At a time when the International Campaign to Ban Landmines (ICBL) has urged India and Pakistan to impose a joint moratorium on the use of landmines, India was looking at the possibility of making some headway in this direction.

HT Image
HT Image

Especially after Pakistan agreed to send a delegation, including military officers, to take part in an international conclave on Landmines and Explosive Remnants of War: The Human Costs and International Responses, organised by United Service Institution, India’s oldest think-tank dating back to 1870.

The three service chiefs are the patrons of USI. But the Pakistanis “backed out abruptly” without communicating to the USI the reasons for staying away from the two-day event, attended by delegates from Bangladesh, Bhutan, Nepal, Afghanistan, Thailand, Canada and the Netherlands.

The USI, which was looking forward to sharing perceptions on mine action programmes with Pakistan, would have appreciated if they had honoured their commitment.

Brigadier Arun Sahgal (retd), who heads the USI’s Centre for Strategic Studies and Simulation and was involved in organising the conclave, said, “It is disappointing that they did not turn up. We had booked rooms. The question on everybody’s mind was why did they stay away. It became a matter of intense speculation.”

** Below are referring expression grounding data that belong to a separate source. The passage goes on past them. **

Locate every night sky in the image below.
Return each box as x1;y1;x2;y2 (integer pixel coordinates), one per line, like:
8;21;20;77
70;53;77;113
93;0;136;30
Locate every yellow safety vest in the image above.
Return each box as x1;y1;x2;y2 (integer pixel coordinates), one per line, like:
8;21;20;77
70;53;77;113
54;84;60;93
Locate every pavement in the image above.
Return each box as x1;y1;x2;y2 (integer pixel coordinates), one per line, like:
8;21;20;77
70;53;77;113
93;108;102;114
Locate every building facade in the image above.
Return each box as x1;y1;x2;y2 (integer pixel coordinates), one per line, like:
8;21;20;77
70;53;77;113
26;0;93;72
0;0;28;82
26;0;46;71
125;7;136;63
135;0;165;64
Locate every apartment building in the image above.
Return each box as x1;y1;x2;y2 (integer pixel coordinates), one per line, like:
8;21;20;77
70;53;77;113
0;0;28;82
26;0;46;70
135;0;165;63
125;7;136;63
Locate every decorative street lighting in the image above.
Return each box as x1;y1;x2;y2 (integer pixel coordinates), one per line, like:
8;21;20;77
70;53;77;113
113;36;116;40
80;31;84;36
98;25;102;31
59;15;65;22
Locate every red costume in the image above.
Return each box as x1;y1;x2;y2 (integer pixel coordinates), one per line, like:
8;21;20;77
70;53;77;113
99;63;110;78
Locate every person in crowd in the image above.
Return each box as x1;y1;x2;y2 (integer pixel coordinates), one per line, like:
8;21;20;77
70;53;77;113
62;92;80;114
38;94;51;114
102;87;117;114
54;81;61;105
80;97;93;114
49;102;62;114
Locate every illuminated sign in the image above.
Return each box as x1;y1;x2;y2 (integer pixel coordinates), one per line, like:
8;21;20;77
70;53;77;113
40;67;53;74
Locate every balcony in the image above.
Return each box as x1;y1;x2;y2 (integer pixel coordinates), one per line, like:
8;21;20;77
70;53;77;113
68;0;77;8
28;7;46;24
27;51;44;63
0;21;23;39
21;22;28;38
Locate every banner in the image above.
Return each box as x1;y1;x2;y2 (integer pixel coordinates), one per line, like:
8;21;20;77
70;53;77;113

The event, which ended on Thursday, was attended by senior officers from the army headquarters, Ministry of Defence and Ministry of External Affairs. Both India and Pakistan have not signed the Ottawa Mine Ban Treaty, which banned the use of anti-personnel landmines in 1997. Both rely heavily on landmines to secure their borders, as was evident during Operation Parakram launched after the December 2001 Parliament attack.

The Pakistanis had to make a “country presentation” and take part in panel discussions on the human cost of landmines and mine action. A participant said, “At a time when the world is trying to evolve a mine action strategy and is making efforts to raise awareness, inputs from Pakistan would have been interesting. The conclave could have served as a platform for India and Pakistan to share views on mine action as the former is reportedly the fifth largest landmine power in the world and Pakistan is the sixth.”

The vision for the United Nations Inter-Agency Mine Action Strategy for 2006-10 was a world free of landmine threat and explosive remnants of war, where individuals lived in safe environment.